Mrs. Spragg sighed again. "They don't appear to. They say New Yorkers are always in a hurry; but I can't say as they've hurried much to make our acquaintance."
Mrs. Heeny drew back to study the effect of her work. "You wait, Mrs. Spragg, you wait. If you go too fast you sometimes have to rip out the whole seam."
"Oh, that's so—that's SO!" Mrs. Spragg exclaimed, with a tragic emphasis that made the masseuse glance up at her.
"Of course it's so. And it's more so in New York than anywhere. The wrong set's like fly-paper: once you're in it you can pull and pull, but you'll never get out of it again."
Undine's mother heaved another and more helpless sigh. "I wish YOU'D tell Undine that, Mrs. Heeny."
"Oh, I guess Undine's all right. A girl like her can afford to wait. And if young Marvell's really taken with her she'll have the run of the place in no time."
This solacing thought enabled Mrs. Spragg to yield herself unreservedly to Mrs. Heeny's ministrations, which were prolonged for a happy confidential hour; and she had just bidden the masseuse good-bye, and was restoring the rings to her fingers, when the door opened to admit her husband.

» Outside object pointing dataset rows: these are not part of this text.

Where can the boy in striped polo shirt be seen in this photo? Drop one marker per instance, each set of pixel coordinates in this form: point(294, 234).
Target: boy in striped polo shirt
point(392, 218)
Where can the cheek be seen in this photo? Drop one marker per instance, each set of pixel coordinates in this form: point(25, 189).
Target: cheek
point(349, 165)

Mr. Spragg came in silently, setting his high hat down on the centre-table, and laying his overcoat across one of the gilt chairs. He was tallish, grey-bearded and somewhat stooping, with the slack figure of the sedentary man who would be stout if he were not dyspeptic; and his cautious grey eyes with pouch-like underlids had straight black brows like his daughter's. His thin hair was worn a little too long over his coat collar, and a Masonic emblem dangled from the heavy gold chain which crossed his crumpled black waistcoat.
He stood still in the middle of the room, casting a slow pioneering glance about its gilded void; then he said gently: "Well, mother?"

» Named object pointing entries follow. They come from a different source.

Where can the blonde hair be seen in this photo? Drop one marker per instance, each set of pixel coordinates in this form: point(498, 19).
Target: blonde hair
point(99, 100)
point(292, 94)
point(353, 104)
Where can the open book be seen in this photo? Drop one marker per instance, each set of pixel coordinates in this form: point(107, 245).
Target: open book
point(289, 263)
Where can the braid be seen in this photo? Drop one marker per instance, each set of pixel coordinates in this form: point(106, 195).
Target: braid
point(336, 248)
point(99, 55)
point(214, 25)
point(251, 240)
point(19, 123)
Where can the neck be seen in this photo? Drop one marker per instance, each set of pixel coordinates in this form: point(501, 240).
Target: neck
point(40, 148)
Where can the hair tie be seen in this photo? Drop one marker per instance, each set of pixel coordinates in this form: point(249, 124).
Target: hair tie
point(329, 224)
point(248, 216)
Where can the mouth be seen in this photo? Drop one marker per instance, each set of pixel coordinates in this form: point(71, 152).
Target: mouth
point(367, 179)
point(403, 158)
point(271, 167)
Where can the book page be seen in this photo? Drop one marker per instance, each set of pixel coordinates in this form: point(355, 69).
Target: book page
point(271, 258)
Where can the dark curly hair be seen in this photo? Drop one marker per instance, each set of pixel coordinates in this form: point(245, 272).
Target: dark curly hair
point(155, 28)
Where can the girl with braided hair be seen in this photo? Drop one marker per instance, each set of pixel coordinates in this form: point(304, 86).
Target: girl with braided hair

Mrs. Spragg remained seated, but her eyes dwelt on him affectionately.
"Undine's been asked out to a dinner-party; and Mrs. Heeny says it's to
one of the first families. It's the sister of one of the gentlemen that
Mabel Lipscomb introduced her to last night."
There was a mild triumph in her tone, for it was owing to her insistence and Undine's that Mr. Spragg had been induced to give up the house they had bought in West End Avenue, and move with his family to the Stentorian. Undine had early decided that they could not hope to get on while they "kept house"—all the fashionable people she knew either boarded or lived in hotels. Mrs. Spragg was easily induced to take the same view, but Mr. Spragg had resisted, being at the moment unable either to sell his house or to let it as advantageously as he had hoped. After the move was made it seemed for a time as though he had been right, and the first social steps would be as difficult to make in a hotel as in one's own house; and Mrs. Spragg was therefore eager to have him know that Undine really owed her first invitation to a meeting under the roof of the Stentorian.

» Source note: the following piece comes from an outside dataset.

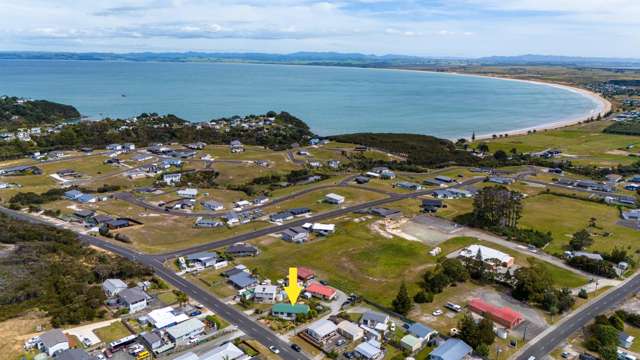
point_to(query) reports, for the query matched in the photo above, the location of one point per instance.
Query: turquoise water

"You see we were right to come here, Abner," she added, and he absently rejoined: "I guess you two always manage to be right."
But his face remained unsmiling, and instead of seating himself and lighting his cigar, as he usually did before dinner, he took two or three aimless turns about the room, and then paused in front of his wife.
"What's the matter—anything wrong down town?" she asked, her eyes reflecting his anxiety.
Mrs. Spragg's knowledge of what went on "down town" was of the most elementary kind, but her husband's face was the barometer in which she had long been accustomed to read the leave to go on unrestrictedly, or the warning to pause and abstain till the coming storm should be weathered.